神藤久遠の一人語り ~鬼舞辻 無惨の娘である私は、こうして育ちました~ 本当はあったかもしれない鬼滅の刃外伝《休載中》 作:みかみ
除雪の仕事が忙しく、連日投稿は難しいので生存報告がてら一話だけ更新しておきます。後に変更を加えるかもしれませんので、暫定版としてお楽しみ下さいな。
第一話「神嘗祭(かんなめさい)」
姉が産屋敷家へ嫁入りして、季節は三週ほど巡りました。
この私、神藤久遠も十三歳となり、男でいえば元服間近といった年頃で。今では日の光の当たらぬところ、という条件付きではありますが巫女の仕事も始めており、神藤宮秘蔵の奉り巫女などと吹聴される始末です。
自分でいうのもなんですが、この時の私は神がかった美しさが伊勢神宮中の評判になっており、世の男共が私の顔目当てに神藤神社へと訪れていました。

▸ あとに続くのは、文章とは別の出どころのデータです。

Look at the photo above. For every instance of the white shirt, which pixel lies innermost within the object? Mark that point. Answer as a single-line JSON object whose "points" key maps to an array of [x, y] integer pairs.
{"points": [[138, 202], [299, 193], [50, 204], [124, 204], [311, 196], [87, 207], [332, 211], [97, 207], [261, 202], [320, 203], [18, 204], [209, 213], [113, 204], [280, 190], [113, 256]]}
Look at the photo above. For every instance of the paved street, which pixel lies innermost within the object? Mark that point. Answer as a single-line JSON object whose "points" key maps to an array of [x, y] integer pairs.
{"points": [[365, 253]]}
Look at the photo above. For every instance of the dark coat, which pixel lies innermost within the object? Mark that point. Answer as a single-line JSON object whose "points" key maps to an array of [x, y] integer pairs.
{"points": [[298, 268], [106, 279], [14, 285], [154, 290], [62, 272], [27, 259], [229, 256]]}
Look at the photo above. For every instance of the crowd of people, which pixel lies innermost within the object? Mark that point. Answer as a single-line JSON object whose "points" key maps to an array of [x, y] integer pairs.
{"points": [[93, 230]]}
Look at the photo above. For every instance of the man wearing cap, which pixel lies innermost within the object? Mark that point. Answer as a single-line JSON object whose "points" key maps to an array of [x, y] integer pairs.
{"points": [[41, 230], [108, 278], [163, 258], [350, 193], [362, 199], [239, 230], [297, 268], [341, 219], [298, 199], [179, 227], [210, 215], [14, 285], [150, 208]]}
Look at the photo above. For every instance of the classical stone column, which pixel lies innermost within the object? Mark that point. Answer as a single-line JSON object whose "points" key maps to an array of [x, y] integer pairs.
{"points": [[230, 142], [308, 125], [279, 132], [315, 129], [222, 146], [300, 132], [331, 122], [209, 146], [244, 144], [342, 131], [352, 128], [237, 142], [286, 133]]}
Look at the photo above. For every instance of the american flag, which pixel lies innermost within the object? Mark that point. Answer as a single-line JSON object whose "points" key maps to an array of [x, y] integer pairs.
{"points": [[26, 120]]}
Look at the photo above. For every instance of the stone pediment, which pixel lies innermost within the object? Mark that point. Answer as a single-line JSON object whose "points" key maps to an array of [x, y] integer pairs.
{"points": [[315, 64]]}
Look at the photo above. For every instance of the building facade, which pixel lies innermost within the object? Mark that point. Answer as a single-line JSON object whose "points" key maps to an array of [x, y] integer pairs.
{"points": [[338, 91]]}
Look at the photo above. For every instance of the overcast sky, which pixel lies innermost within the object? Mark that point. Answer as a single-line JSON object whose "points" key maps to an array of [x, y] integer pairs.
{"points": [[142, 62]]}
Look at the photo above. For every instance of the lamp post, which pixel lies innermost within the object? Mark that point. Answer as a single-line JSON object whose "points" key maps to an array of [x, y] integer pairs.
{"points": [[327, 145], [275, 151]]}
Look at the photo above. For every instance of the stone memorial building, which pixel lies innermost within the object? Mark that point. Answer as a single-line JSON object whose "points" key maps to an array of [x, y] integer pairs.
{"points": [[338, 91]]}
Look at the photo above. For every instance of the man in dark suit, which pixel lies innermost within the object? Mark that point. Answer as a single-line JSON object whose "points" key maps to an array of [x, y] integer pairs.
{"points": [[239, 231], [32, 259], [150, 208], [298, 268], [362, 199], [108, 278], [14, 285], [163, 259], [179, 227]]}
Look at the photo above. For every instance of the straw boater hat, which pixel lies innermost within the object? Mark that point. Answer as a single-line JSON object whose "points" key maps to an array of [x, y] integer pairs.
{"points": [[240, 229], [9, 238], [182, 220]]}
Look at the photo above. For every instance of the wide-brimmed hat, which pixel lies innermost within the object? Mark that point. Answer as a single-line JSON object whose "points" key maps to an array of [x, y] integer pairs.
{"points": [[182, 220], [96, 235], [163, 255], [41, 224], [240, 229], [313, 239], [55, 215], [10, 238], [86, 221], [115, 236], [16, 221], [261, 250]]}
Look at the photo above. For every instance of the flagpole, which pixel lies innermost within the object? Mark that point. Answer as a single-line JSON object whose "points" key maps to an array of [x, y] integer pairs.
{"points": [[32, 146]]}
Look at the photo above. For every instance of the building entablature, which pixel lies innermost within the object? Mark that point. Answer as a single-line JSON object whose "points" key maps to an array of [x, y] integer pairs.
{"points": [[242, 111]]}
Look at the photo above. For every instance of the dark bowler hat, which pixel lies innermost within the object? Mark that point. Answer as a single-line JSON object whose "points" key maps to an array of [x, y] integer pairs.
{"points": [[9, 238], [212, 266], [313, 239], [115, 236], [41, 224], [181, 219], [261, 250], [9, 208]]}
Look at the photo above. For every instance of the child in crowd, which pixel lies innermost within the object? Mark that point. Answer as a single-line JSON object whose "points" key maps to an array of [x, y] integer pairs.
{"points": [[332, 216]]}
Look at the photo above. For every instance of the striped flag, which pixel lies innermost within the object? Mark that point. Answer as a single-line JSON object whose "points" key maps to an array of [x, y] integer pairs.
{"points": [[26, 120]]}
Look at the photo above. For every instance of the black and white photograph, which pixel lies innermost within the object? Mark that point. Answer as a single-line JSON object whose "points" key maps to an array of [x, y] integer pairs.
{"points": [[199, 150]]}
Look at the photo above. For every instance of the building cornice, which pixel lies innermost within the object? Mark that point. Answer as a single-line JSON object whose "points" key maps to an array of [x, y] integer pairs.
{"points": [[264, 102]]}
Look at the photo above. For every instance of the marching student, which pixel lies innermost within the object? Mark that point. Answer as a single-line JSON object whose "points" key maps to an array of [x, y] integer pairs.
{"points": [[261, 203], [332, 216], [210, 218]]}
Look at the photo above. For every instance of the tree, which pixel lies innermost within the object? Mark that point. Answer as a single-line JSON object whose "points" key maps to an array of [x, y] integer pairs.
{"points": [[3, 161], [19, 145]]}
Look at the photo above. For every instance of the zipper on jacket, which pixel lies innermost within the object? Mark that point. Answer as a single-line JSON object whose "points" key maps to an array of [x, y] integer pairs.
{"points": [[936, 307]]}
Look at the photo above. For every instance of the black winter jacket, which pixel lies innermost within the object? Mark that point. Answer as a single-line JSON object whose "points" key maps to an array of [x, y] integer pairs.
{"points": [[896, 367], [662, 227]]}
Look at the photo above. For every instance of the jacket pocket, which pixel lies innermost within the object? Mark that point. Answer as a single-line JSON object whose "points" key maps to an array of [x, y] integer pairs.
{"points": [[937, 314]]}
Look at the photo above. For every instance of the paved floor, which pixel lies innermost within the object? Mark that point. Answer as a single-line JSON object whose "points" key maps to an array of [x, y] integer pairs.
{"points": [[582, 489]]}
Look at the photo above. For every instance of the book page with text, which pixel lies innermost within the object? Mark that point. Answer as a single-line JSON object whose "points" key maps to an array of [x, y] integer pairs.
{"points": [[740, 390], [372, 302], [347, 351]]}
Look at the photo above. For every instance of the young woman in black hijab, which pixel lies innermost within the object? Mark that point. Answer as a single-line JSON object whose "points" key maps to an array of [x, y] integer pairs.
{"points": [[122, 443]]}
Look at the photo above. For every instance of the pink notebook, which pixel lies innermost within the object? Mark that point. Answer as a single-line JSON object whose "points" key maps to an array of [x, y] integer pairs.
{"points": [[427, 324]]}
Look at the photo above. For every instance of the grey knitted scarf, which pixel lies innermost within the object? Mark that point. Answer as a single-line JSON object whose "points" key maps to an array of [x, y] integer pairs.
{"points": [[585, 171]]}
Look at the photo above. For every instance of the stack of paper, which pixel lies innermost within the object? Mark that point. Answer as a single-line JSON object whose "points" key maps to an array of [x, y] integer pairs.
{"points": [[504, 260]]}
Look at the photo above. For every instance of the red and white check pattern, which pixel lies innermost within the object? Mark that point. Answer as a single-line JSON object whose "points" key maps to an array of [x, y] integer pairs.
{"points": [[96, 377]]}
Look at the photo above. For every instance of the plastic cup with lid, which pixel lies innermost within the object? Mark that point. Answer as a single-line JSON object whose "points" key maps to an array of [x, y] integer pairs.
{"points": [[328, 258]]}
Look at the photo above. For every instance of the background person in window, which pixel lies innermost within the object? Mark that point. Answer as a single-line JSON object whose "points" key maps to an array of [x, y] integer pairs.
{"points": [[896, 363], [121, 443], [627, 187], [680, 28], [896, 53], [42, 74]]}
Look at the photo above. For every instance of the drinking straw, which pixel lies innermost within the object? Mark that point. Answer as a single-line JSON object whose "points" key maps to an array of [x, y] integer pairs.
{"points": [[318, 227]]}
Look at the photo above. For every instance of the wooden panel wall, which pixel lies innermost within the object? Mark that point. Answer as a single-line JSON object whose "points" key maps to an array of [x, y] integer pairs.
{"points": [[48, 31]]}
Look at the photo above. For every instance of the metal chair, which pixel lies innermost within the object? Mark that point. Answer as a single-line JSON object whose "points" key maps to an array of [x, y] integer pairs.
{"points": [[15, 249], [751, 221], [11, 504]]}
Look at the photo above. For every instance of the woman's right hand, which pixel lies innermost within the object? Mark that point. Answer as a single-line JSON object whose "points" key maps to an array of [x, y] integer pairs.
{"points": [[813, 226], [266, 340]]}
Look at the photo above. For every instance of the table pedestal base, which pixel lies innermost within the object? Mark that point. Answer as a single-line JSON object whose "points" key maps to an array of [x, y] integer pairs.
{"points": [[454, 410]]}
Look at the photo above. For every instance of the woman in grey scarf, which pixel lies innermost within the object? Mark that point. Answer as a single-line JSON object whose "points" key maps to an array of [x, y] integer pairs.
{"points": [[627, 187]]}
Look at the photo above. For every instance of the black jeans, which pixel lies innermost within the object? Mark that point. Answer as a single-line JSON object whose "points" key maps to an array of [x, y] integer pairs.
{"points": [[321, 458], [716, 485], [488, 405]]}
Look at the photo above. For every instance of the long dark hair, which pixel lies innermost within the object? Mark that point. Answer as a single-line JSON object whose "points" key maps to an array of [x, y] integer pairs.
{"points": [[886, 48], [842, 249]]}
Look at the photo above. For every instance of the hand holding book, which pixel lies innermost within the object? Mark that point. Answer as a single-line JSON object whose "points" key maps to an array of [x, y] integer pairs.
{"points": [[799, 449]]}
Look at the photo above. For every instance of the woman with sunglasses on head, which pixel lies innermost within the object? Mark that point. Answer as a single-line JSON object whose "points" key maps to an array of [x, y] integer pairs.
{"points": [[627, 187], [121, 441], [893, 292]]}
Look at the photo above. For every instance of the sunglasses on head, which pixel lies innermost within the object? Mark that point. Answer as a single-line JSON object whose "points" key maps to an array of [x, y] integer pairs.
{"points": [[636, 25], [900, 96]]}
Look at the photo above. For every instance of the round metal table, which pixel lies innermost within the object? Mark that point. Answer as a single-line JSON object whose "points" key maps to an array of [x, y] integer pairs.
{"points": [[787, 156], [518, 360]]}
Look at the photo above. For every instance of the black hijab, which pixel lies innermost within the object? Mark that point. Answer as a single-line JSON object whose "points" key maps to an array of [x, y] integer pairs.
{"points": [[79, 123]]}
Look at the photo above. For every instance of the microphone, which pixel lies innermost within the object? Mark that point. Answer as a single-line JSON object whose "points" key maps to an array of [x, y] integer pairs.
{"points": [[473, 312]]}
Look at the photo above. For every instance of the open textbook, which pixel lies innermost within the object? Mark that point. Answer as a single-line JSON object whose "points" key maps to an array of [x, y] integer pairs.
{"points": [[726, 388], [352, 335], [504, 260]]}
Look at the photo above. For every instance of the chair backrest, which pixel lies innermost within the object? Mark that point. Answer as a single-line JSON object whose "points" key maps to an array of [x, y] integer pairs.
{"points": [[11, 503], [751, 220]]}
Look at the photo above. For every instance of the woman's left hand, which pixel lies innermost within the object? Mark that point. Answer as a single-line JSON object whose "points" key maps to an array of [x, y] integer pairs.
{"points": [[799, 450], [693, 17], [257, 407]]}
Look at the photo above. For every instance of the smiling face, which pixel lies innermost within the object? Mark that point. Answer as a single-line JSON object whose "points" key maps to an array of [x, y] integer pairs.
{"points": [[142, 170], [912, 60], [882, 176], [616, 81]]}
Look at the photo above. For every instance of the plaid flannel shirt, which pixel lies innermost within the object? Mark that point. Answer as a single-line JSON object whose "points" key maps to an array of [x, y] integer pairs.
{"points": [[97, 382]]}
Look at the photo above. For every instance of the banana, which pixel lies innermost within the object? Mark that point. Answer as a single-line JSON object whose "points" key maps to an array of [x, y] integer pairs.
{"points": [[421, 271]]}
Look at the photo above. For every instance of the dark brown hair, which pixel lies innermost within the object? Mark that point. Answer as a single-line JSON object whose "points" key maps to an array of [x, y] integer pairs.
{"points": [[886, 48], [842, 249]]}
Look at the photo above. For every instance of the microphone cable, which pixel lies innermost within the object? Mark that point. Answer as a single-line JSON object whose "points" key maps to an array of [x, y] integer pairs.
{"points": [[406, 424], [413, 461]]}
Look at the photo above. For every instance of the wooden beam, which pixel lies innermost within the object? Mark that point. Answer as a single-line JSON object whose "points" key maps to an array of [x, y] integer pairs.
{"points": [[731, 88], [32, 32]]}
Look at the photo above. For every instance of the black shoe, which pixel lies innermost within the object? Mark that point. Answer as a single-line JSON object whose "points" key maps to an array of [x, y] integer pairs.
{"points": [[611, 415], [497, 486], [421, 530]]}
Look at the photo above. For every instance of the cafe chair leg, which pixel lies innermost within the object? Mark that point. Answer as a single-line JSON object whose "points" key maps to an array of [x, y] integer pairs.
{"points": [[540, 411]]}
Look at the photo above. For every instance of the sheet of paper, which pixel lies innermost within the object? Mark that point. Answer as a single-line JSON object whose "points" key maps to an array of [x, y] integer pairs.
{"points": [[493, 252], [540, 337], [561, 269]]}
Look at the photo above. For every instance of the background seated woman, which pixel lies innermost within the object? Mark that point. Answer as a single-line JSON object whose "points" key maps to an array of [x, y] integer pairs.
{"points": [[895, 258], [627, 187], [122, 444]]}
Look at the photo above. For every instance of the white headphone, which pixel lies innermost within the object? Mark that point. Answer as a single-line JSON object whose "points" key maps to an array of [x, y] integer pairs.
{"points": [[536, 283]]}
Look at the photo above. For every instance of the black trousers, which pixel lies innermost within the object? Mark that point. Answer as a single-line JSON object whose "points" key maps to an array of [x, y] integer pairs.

「まったく、私を拝むんじゃなくて神様を拝んでよね。あまね姉さんもこんな感じだったのかしら?」
今日も今日とて、私はぶつくさと文句を言いながら朝の身支度を整えます。
自室で純白の布地に朱色の糸で編まれた千早に腕を通し、腰にまで届く清流のごとき黒髪は丹念に櫛ですき、準備を整え。ふと、鏡棚の奥に懐かしい一品を発見しました。
「ああ、こんなところに仕舞い込んでいたのね。なつかしい」
手に取ったそれは、懐かしくも苦い思い出が染み付いた、一つの子袋。けれども今の私にとっては無用の長物です。それをそっと元に戻し、棚を閉めると、ピシャリと両手で自分の頬に気合を注入しました。
「さて、それじゃあ今日も一日頑張りましょうか!」
ズンズンと己の戦場へ足を踏み込み、ガラリと戸を開ければ、目の前にはすし詰めの参拝客がいます。男の比率が圧倒的に多いのは、気のせいなんかじゃありません。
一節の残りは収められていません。